Additionally, when using match: $title, you can specify a style of either AP or Chicago.

readability

Example Definition
extends: readability
message: "Grade level (%s) too high!"
level: warning
grade: 8
metrics:
  - Flesch-Kincaid
  - Gunning Fog
NAME TYPE DESCRIPTION
metrics array One or more of Gunning Fog, Coleman-Liau, Flesch-Kincaid, SMOG, and Automated Readability.
grade float The highest acceptable score.

readability calculates a readability score according the specified metrics. The supported tests are Gunning-Fog, Coleman-Liau, Flesch-Kincaid, SMOG, and Automated Readability.

If more than one is listed (as seen above), the scores will be averaged. This is also the only extension point that doesn’t accept a scope, as readability is always calculated using the entire document.

gradeis the highest acceptable score. Using the example above, a warning will be issued if grade exceeds 8.

spelling

Example Definition
extends: spelling
message: "Did you really mean '%s'?"
level: error
ignore: ci/vocab.txt
NAME TYPE DESCRIPTION
aff string The fully-qualified path to a Hunspell-compatible .aff file.
custom bool Turn off the default filters for acronyms, abbreviations, and numbers.
dic string The fully-qualified path to a Hunspell-compatible .dic file.
filters array An array of patterns to ignore during spell checking.
ignore string A relative path to a personal vocabulary file.

spelling implements spell checking based on Hunspell-compatible dictionaries. By default, Vale includes en_US-web—an up-to-date, actively maintained dictionary. However, you may also specify your own via the dic and aff keys (the fully-qualified paths are required; e.g., /usr/share/hunspell/en_US.dic).
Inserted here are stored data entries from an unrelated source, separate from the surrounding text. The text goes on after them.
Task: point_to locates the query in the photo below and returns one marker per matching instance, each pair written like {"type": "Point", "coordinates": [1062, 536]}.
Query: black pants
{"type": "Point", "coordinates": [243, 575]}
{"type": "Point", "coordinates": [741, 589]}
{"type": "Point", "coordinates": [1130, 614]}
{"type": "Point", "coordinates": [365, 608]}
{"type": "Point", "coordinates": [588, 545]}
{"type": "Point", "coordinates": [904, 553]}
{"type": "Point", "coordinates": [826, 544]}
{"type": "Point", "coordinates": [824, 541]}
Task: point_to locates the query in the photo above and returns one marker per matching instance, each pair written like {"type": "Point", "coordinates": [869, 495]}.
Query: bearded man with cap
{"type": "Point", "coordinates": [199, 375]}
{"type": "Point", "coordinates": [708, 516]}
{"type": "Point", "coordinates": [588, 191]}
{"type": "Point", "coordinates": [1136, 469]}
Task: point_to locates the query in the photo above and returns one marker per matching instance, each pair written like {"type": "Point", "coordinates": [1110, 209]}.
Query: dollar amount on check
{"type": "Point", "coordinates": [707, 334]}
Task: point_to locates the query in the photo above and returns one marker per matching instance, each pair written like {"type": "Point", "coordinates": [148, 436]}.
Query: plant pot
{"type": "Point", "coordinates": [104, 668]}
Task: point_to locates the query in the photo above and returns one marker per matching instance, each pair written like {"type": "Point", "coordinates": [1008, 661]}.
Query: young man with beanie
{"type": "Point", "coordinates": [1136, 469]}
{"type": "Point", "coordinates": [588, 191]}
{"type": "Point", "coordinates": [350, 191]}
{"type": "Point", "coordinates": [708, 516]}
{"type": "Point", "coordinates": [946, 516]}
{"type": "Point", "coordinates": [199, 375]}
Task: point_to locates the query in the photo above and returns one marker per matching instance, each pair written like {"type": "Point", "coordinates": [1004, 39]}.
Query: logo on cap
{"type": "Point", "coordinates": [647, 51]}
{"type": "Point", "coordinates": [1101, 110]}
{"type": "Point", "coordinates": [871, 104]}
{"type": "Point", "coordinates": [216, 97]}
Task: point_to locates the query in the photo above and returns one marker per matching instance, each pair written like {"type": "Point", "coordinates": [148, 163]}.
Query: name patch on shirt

spelling also accepts an ignore file, which consists of one word per line to be ignored during spell checking.

Additionally, you may further customize the spell-checking experience by defining filters:

extends: spelling
message: "Did you really mean '%s'?"
level: error
# This disables the built-in filters. If you omit this key or set it to false,
# custom filters (see below) are added on top of the built-in ones.
#
# By default, Vale includes filters for acronyms, abbreviations, and numbers.
custom: true
# A "filter" is a regular expression specifying words to ignore during spell
# checking.
filters:
  - '[pP]y.*\b'  # Ignore all words starting with 'py' -- e.g., 'PyYAML'.
ignore: ci/vocab.txt